Contrairement à ce qu'on pourrait penser, le neurofeedback n'est pas nouveau. Dans les années 1960, la technologie était utilisée pour traiter l'anxiété et le stress. La nouveauté, c'est qu'elle sert, depuis quelques années au Québec, à traiter les troubles de déficit de l'attention.

Pour modifier les activités électriques d'un cerveau, il faut compter jusqu'à 60 séances de neurofeedback, ce qui peut représenter un investissement de 4000 à 6000 $.
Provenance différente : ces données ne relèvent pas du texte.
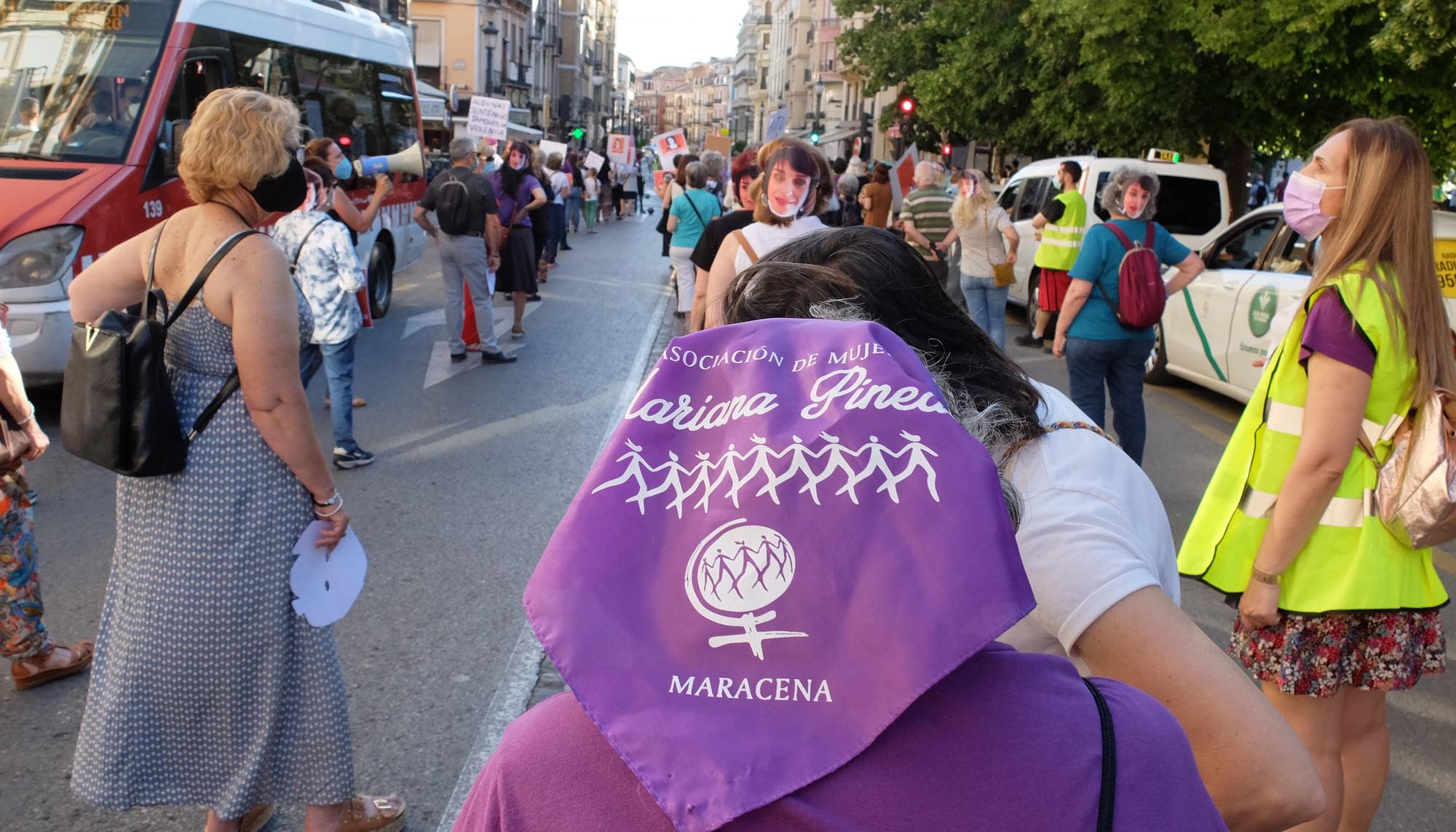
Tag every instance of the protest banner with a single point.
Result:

En entrevue à Chez nous le matin, les neuropsychologues Isabelle Bourgault et Martin Pearson ont donné plus de détails sur le neurofeedback.

Preuves scientifiques insuffisantes

Dans le monde de la psychologie, certains professionnels soulèvent le fait qu'il n'existe pas suffisamment d'études sur le sujet pour prouver, hors de tout doute, que le neurofeedback fonctionne.

« L'utilisation du neurofeedback, les machines en tant que telles, n'ont pas toutes le même niveau de performance, explique le psychologue Martin Pearson. Ce n'est pas réglementé. N'importe qui peut se procurer une machine et faire du neurofeedback. »

Martin Pearson n'est toutefois pas fermé à l'idée de l'utiliser un jour, quand davantage d'études seront disponibles sur le sujet.

La Dre Johanne Lévesque, qui a été la première à utiliser le neurofeedback au Québec, partage la même inquiétude au fil des années. « Même si moi, je le pratique avec des normes très, très strictes, ce n'est vraiment pas le cas de tous ceux qui pratiquent au Québec », explique-t-elle.

Le plus sage reste donc de s'assurer de consulter un professionnel qui soit membre d'un ordre.